A little illustration of what shallow copy is:
def mutate hash
hash[:new] = 1
hash[:existing][:value] = 2
hash
end
h = {existing: {value: 1}}
mutate h # => {:existing=>{:value=>2}, :new=>1}
# new member added, existing member changed
h # => {:existing=>{:value=>2}, :new=>1}
h = {existing: {value: 1}}
mutate h.dup # => {:existing=>{:value=>2}, :new=>1}
# existing member changed, no new members
h # => {:existing=>{:value=>2}}
In ruby, just about every object is passed by reference. This means when you do something as simple as
a = b
unless a was one of the simple types, after this assignment a and b will point to the same thing.
This means if you alter the second variable, the first is affected the same way:
irb(main):001:0> x = "a string"
=> "a string"
irb(main):002:0> y = x
=> "a string"
irb(main):003:0> x[1,0] = "nother"
=> "nother"
irb(main):004:0> x
=> "another string"
irb(main):005:0> y
=> "another string"
irb(main):006:0>
and of course the same applies for hashes:
irb(main):006:0> a = { :a => 1 }
=> {:a=>1}
irb(main):007:0> b = a
=> {:a=>1}
irb(main):008:0> a[:b] = 2
=> 2
irb(main):009:0> a
=> {:a=>1, :b=>2}
irb(main):010:0> b
=> {:a=>1, :b=>2}
irb(main):011:0>
If you don't want this to happen, use .dup or .clone:
irb(main):001:0> a = "a string"
=> "a string"
irb(main):002:0> b = a.dup
=> "a string"
irb(main):003:0> a[1,0] = "nother"
=> "nother"
irb(main):004:0> a
=> "another string"
irb(main):005:0> b
=> "a string"
irb(main):006:0>
For most people dup and clone have the same effect.
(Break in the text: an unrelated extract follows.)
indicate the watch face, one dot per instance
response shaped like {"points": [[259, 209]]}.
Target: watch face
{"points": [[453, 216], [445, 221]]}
So if you write a function that modifies one of its parameters, unless you specifically want those changes to be seen by the code that calls the function, you should first dup the parameter being modified:
def test_111(hash)
hash = hash.dup
# etc
end
The behavior of your code is called a side effect - a change to the program's state that isn't a core part of the function. Side effects are generally to be avoided.